Un nouveau test préoccupant alerte sur la composition des tampons et serviettes hygiéniquesL’alerte a de quoi inquiéter : des substances indésirables ont été détectées dans des tampons et serviettes hygiéniques.

Des molécules aux effets potentiellement délétères, et qui peuvent donc représenter un danger. Mais avant de s’affoler, mieux vaut se pencher sur la question du risque.

« Les contaminations par des résidus de molécules à risque persistent », révèle le magazine 60 millions de consommateurs dans son dernier numéro, paru jeudi. Entre autres résidus détectés lors d’analyses menées sur différentes marques de protections périodiques : des phtalates, ou encore du glyphosate, herbicide controversé dont l’utilisation, en France, devrait encore se poursuivre pendant au moins trois ans.

Des concentrations inférieures aux seuils sanitaires
Comme l’indiquent les termes employés par le magazine, les substances détectées dans les protections intimes l’ont été à l’état de « résidus ». Autrement dit, des traces, présentes « à un niveau largement inférieur aux seuils sanitaires », comme le souligne dans un communiqué le syndicat des fabricants de protections hygiéniques Group’hygiène.

Les révélations du magazine 60 millions de consommateurs succèdent à celles effectuées par l’Anses, l’Agence nationale de sécurité sanitaire de l’alimentation, de l’environnement et du travail, qui en juillet dernier, publiait un rapport indiquant lui aussi la présence de substances indésirables dans certaines protections périodiques. Mais comme c’est le cas aujourd’hui, les molécules décelées il y a sept mois l’avaient été « en très faibles concentrations », si bien que l’Anses avait conclu à une absence de risque pour les utilisatrices, comme le rappelle le syndicat Group’hygiène dans son communiqué : « L’Anses a clairement conclu en juillet dernier à l’absence de risques pour l’utilisation de ces produits ».

L’immobilisme des fabricants dénoncé
Reste que l’Agence sanitaire française en avait alors appelé au principe de précaution, en demandant aux industriels « d’améliorer la qualité de [leurs] produits afin d’éliminer ou de réduire au maximum la présence des substances chimiques ». Des recommandations visiblement non-suivies d’effets, au vu des résultats d’analyse que vient de dévoiler 60 millions de consommateurs.
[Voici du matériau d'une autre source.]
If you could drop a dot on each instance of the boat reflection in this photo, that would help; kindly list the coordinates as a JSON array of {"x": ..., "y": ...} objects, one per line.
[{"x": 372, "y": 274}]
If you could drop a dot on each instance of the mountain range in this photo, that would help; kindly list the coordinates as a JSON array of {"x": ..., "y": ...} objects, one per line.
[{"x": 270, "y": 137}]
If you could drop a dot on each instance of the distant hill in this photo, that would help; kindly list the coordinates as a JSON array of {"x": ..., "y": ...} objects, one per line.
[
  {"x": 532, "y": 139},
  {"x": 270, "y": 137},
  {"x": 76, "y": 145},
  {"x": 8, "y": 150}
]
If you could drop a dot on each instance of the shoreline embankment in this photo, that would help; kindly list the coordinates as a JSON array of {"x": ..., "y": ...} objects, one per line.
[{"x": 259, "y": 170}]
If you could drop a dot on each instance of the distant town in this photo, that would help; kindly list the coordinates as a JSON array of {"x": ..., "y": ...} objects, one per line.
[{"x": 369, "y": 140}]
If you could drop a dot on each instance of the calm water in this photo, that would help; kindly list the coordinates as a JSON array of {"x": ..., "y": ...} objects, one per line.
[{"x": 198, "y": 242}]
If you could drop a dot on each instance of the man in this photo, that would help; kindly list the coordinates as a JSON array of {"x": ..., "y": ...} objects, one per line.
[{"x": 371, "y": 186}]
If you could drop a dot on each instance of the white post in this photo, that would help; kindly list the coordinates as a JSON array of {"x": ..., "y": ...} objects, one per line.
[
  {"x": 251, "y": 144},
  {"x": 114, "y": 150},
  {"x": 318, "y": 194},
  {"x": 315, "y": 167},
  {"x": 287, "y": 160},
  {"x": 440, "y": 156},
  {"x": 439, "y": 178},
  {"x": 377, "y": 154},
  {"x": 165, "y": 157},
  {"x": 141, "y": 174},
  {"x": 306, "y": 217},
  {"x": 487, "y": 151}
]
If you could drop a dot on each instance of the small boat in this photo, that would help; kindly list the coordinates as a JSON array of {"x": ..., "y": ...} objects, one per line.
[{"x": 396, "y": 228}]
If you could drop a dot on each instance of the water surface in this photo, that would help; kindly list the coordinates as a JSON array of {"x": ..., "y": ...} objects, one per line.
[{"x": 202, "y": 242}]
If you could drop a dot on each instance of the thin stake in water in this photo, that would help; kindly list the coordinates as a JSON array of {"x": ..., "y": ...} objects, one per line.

Au-delà du risque sanitaire, c’est donc plutôt le manque de transparence des fabricants que les révélations du magazine permettent de mettre en lumière. « Encore trop de marques restent floues sur les ingrédients utilisés dans leurs protections périodiques », dénonce le mensuel, qui conclut que « Les marques mises en cause ne sont pas forcément les mêmes mais [que] le constat demeure ».

Un statu quo pour le moins regrettable, mais dont les conséquences en terme de risque sanitaire restent à considérer avec précaution. L’alerte sur le danger a de quoi inquiéter, mais le risque, lui, ne semble pas inviter à céder à la panique.